Species of gastropod

Exomilus pentagonalis, common name the orange rib drillia, is a species of sea snail, a marine gastropod mollusk in the family Raphitomidae.

==Description==
The length of the shell attains 3.5 mm, its diameter 1.25 mm.

(Original description) The minute shell is telescope-shaped and rather thick. It contains 4 1/2 whorls without the protoconch. The protoconch is absent. The spire is gradated, the whorls straight-sided in the anterior three-fourths, and bevelled at an angle of 45° to the posterior suture, which is distinct and simple. The sculpture consists of five longitudinal ribs, continuous, narrow, erect and prominent. The interspaces are nearly flat, giving a pentagonal section. The spiral sculpture consists of Sublenticular inconspicuous longitudinal and spiral striae, which cross the ribs. The body whorl shows five longitudinal ribs, squarely rhomboidal, angulated near the suture, and carinated at the periphery, the ribs having projecting points here, and the carina being curved between them.

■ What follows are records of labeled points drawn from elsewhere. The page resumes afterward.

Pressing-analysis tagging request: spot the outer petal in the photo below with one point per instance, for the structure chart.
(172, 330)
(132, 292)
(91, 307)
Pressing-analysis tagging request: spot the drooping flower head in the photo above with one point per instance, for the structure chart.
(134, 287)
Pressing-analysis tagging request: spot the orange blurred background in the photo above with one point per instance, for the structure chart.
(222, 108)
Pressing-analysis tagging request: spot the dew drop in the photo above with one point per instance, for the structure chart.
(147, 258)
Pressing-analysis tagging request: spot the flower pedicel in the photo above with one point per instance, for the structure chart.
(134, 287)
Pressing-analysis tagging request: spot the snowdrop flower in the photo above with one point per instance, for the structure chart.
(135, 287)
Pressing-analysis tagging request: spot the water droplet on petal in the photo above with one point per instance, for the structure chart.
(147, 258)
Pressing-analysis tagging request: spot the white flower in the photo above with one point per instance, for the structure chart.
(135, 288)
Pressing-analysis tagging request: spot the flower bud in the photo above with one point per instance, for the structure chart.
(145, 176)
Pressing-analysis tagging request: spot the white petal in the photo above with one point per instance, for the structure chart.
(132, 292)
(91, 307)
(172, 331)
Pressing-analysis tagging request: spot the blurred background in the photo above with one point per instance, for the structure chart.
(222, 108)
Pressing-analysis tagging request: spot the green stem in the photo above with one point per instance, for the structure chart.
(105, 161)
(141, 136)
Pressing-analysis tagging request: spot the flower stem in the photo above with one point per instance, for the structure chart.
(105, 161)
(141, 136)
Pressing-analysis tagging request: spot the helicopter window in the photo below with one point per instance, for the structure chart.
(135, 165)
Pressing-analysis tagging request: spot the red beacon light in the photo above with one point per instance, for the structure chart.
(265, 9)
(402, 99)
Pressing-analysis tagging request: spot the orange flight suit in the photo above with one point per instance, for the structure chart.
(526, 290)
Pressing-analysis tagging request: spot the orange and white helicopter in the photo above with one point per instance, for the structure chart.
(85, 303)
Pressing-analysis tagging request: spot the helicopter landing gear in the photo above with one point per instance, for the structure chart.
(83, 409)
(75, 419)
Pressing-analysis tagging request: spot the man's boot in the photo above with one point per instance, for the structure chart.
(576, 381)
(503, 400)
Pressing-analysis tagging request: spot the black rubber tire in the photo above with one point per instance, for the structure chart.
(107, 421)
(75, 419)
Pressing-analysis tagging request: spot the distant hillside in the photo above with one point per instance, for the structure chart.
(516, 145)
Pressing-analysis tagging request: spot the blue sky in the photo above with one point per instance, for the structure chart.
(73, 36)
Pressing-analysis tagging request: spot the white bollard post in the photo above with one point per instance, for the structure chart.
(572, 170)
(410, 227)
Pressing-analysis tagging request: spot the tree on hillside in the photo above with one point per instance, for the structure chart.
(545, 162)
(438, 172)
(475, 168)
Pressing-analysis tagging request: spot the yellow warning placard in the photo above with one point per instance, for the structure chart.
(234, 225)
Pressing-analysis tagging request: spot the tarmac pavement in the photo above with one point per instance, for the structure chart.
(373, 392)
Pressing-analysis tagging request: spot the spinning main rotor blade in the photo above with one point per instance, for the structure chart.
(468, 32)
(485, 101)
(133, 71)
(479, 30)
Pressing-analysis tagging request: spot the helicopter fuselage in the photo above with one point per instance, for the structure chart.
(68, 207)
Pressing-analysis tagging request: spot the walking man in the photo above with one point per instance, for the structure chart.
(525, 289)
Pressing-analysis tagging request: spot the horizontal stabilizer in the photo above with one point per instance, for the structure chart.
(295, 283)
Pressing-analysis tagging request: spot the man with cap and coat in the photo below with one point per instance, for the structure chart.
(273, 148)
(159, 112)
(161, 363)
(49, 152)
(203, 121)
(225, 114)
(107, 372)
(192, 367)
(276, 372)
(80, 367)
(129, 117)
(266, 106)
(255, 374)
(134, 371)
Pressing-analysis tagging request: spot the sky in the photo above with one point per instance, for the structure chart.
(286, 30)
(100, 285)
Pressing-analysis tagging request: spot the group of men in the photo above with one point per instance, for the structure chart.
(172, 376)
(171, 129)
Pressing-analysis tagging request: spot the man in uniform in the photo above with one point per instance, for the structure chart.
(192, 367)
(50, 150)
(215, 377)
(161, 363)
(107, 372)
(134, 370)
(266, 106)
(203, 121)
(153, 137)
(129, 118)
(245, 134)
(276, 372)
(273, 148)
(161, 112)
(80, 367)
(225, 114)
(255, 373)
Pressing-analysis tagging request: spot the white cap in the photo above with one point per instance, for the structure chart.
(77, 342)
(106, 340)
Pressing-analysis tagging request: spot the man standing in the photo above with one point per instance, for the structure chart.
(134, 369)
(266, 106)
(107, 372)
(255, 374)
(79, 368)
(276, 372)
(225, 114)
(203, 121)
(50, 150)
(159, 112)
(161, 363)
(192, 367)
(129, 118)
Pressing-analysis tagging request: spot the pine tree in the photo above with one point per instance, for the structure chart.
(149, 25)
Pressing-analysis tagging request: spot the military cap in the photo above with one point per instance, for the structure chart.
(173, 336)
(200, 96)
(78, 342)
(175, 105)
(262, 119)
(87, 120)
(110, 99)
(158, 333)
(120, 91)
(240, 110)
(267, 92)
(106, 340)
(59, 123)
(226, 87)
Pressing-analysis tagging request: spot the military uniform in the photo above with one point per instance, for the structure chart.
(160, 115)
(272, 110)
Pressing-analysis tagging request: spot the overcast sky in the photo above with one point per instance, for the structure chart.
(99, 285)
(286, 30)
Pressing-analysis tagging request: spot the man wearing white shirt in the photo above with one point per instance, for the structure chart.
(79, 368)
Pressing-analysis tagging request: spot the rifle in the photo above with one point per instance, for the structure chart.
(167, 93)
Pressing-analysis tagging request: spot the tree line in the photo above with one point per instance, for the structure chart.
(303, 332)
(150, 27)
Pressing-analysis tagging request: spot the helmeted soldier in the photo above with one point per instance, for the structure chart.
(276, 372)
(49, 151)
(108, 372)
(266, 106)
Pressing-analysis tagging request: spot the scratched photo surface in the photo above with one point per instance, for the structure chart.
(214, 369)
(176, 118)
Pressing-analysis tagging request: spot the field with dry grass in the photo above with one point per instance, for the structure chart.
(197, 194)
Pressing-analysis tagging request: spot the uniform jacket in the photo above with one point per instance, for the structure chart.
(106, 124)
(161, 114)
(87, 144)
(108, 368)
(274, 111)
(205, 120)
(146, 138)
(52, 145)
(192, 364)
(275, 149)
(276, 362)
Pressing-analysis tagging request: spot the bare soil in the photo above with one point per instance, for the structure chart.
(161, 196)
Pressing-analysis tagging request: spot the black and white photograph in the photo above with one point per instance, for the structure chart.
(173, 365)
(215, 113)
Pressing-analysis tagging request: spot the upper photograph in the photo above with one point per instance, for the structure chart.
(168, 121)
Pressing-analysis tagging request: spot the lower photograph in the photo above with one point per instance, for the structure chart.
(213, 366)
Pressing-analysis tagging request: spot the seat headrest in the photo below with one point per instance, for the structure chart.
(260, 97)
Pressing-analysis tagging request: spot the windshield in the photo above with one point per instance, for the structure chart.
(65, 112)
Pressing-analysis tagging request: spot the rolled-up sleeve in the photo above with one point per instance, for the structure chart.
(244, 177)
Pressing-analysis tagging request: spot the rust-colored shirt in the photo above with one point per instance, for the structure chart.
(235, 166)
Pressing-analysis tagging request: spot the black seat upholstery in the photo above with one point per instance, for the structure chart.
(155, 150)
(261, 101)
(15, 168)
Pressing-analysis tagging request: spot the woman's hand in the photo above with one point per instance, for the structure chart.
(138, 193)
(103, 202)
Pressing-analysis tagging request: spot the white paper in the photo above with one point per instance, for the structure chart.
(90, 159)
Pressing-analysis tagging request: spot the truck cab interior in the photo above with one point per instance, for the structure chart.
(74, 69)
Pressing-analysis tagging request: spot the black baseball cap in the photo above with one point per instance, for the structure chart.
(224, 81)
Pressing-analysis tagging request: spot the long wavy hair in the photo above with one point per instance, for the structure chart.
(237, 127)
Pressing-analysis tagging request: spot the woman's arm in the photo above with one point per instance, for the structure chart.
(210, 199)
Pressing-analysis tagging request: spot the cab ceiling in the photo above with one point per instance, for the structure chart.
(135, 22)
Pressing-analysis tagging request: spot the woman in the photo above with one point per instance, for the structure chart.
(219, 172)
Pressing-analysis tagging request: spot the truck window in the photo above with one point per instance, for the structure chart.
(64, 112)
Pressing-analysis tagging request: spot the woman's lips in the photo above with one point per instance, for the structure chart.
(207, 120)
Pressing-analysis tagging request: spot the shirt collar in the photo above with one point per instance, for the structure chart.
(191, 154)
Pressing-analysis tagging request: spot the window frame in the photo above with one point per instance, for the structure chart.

The body whorl is excavately contracted below. Scarcely visible sublenticular longitudinal striae in upper part; rather less obsolete spiral striae. These are more valid below the carina, where seven can be counted on the ventral aspect. The aperture is narrow, elongately oblong. The outer lip is varicosely thickened by a rib. The margin is thin, simple, and sharp, straight for four-sevenths of its length, between the angle and the carina, curved towards the notch in the lower two-sevenths, and containing a well marked sinus in the upper seventh, rather more than a semi-circle, not quite reaching to the suture. The columella is straight, slightly concave below. The inner lip is inconspicuous. Ornament unicoloured dull stony-white.

==Distribution==
This marine species is endemic to Australia and occurs off New South Wales, South Australia and Tasmania.